Laravel 11+ ships these methods natively
On Laravel 11 and later, Query\Builder defines selectVectorDistance, whereVectorSimilarTo, whereVectorDistanceLessThan, orWhereVectorDistanceLessThan, and orderByVectorDistance as native methods. PHP's __call resolves real methods before macros, so on modern Laravel the native implementations execute — atlas's Builder::macro(...) registrations of the same names are present for back-compat with older Laravel versions but are shadowed at runtime. Atlas owns one variant Laravel does not ship: orWhereVectorSimilarTo is reachable as an atlas macro on every supported Laravel.
The signatures below are Laravel's native ones on Laravel 11+, since that's what actually runs in production. The String input shorthand (passing a query string instead of a vector) only works through atlas's macros — Laravel's native methods accept an array vector only. If you need string-input auto-resolution on Laravel 11+, resolve the vector first via app(EmbeddingResolver::class)->resolve($query).
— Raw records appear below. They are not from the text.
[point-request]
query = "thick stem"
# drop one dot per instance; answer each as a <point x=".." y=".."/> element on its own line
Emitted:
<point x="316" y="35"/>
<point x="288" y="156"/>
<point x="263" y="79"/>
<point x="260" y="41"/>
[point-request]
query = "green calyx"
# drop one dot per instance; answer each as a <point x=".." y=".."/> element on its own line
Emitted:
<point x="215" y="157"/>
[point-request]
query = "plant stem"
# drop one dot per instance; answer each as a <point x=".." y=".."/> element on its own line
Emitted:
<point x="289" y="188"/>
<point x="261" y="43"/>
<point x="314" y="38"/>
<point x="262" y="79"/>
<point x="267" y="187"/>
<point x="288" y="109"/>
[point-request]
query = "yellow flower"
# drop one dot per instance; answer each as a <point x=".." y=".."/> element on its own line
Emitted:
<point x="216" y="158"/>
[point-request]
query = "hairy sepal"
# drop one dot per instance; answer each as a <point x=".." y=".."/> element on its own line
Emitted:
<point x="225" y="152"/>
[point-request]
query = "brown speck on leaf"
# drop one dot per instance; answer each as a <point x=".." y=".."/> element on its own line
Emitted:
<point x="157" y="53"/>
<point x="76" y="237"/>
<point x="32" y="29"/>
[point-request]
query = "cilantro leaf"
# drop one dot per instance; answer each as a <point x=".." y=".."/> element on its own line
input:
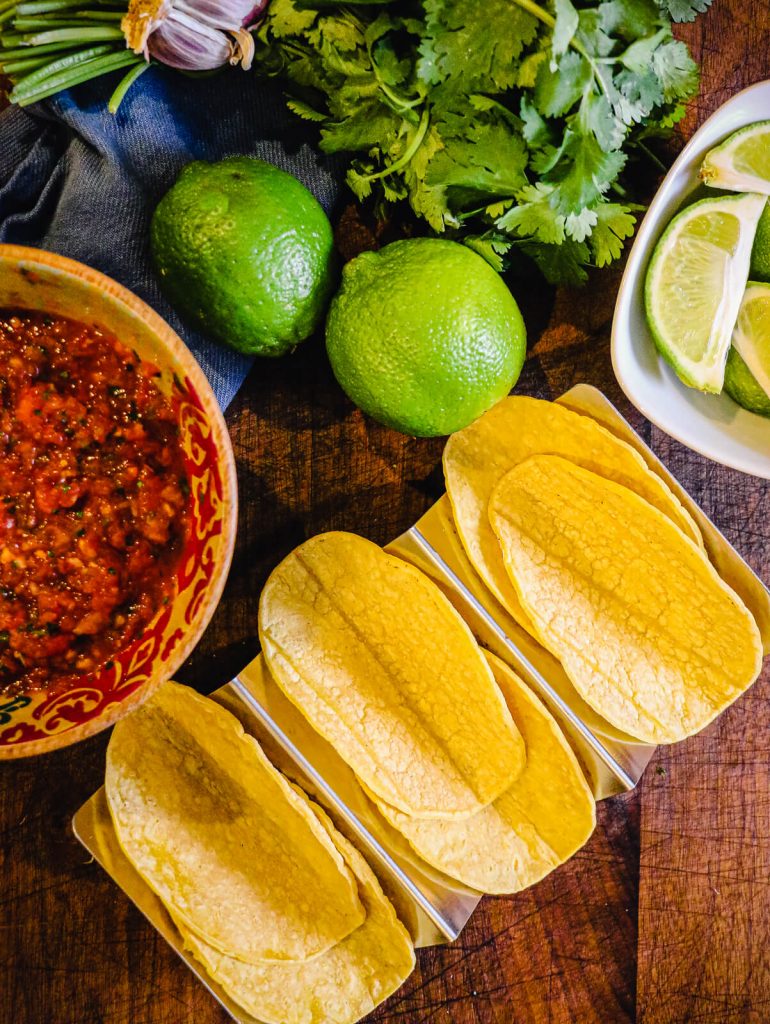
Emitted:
<point x="676" y="70"/>
<point x="508" y="130"/>
<point x="613" y="223"/>
<point x="533" y="216"/>
<point x="557" y="90"/>
<point x="474" y="53"/>
<point x="565" y="27"/>
<point x="684" y="10"/>
<point x="585" y="175"/>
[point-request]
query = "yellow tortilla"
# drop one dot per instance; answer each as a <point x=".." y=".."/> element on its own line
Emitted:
<point x="646" y="630"/>
<point x="536" y="825"/>
<point x="476" y="459"/>
<point x="340" y="986"/>
<point x="221" y="837"/>
<point x="384" y="668"/>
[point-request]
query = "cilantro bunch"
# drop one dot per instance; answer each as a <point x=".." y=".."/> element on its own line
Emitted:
<point x="507" y="124"/>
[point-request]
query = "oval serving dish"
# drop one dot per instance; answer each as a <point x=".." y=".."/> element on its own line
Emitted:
<point x="713" y="425"/>
<point x="35" y="722"/>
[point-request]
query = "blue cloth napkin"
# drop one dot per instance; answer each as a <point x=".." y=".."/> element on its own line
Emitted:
<point x="82" y="182"/>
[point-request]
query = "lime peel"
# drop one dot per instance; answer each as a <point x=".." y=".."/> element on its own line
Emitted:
<point x="751" y="338"/>
<point x="741" y="163"/>
<point x="695" y="282"/>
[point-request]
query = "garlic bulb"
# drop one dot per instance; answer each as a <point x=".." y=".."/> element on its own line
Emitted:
<point x="193" y="35"/>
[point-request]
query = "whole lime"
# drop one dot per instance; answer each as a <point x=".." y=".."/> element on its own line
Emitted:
<point x="245" y="251"/>
<point x="760" y="268"/>
<point x="424" y="336"/>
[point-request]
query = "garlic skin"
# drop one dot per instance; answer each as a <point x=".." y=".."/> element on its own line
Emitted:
<point x="193" y="35"/>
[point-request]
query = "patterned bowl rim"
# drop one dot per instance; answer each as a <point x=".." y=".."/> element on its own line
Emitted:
<point x="170" y="341"/>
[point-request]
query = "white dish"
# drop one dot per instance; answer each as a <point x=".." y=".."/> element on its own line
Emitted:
<point x="713" y="425"/>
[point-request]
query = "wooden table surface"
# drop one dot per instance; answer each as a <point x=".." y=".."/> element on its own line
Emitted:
<point x="664" y="918"/>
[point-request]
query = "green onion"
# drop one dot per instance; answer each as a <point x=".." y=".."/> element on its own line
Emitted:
<point x="82" y="73"/>
<point x="124" y="85"/>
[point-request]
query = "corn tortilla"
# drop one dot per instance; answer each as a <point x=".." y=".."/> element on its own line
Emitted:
<point x="221" y="837"/>
<point x="385" y="669"/>
<point x="338" y="987"/>
<point x="646" y="630"/>
<point x="537" y="824"/>
<point x="475" y="460"/>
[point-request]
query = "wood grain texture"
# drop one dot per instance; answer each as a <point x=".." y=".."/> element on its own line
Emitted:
<point x="662" y="919"/>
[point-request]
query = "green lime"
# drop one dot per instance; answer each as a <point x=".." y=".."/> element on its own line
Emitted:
<point x="694" y="284"/>
<point x="747" y="373"/>
<point x="760" y="267"/>
<point x="424" y="336"/>
<point x="741" y="385"/>
<point x="741" y="163"/>
<point x="246" y="252"/>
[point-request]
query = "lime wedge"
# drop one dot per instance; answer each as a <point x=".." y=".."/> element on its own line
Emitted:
<point x="741" y="163"/>
<point x="695" y="282"/>
<point x="751" y="339"/>
<point x="741" y="385"/>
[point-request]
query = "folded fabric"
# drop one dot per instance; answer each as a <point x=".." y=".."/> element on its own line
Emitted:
<point x="80" y="181"/>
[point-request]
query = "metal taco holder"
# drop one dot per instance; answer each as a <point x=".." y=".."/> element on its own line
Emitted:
<point x="434" y="907"/>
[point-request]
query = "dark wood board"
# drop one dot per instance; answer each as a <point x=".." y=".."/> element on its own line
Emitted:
<point x="664" y="918"/>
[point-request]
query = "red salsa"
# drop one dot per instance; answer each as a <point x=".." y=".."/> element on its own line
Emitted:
<point x="93" y="499"/>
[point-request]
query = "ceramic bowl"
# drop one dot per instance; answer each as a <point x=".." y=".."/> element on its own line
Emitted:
<point x="713" y="425"/>
<point x="37" y="722"/>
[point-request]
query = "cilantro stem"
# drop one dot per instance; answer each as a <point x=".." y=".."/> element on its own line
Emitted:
<point x="547" y="18"/>
<point x="398" y="101"/>
<point x="417" y="141"/>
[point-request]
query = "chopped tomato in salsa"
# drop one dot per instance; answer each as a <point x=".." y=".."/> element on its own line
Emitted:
<point x="93" y="499"/>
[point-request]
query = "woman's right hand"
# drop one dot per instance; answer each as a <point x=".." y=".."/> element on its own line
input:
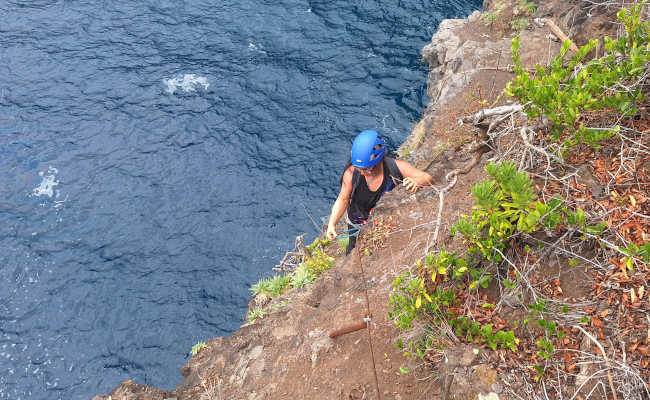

| Method | Signature | SQL it emits |
|---|---|---|
whereVectorSimilarTo | (string $column, array $vector, float $minSimilarity = 0.6, bool $order = true) | WHERE {column} <=> ?::vector <= (1 - minSimilarity), plus ORDER BY {column} <=> ?::vector ASC when $order is true. Combined predicate + ordering — the common case. |
whereVectorDistanceLessThan | (string $column, array $vector, float $maxDistance, string $boolean = 'and') | WHERE {column} <=> ?::vector <= maxDistance. Predicate only — pair with your own ordering. The $boolean parameter accepts 'or' to compose into an OR group inline. |
orWhereVectorDistanceLessThan | (string $column, array $vector, float $maxDistance) | Same as above with $boolean = 'or'. |
orWhereVectorSimilarTo (atlas) | (string $column, string|array $embedding, float $minSimilarity = 0.5) | OR {column} <=> ?::vector <= (1 - minSimilarity). No ORDER BY appended — caller decides ordering in an OR group. Reachable via atlas's macro because Laravel doesn't ship this variant. |
selectVectorDistance | (string $column, array $vector, ?string $as = null) | SELECT ..., ({column} <=> ?::vector) AS {as}. Exposes the raw distance for hybrid ranking. Default alias is vector_distance. |
orderByVectorDistance | (string $column, array $vector) | ORDER BY {column} <=> ?::vector ASC. Distance-ascending ordering without a floor. Laravel's native version has no direction parameter — pass through SQL ordering separately if you need DESC. |
All Laravel-native methods throw RuntimeException("Vector distance queries are only supported by Postgres.") if invoked on a non-PostgreSQL connection.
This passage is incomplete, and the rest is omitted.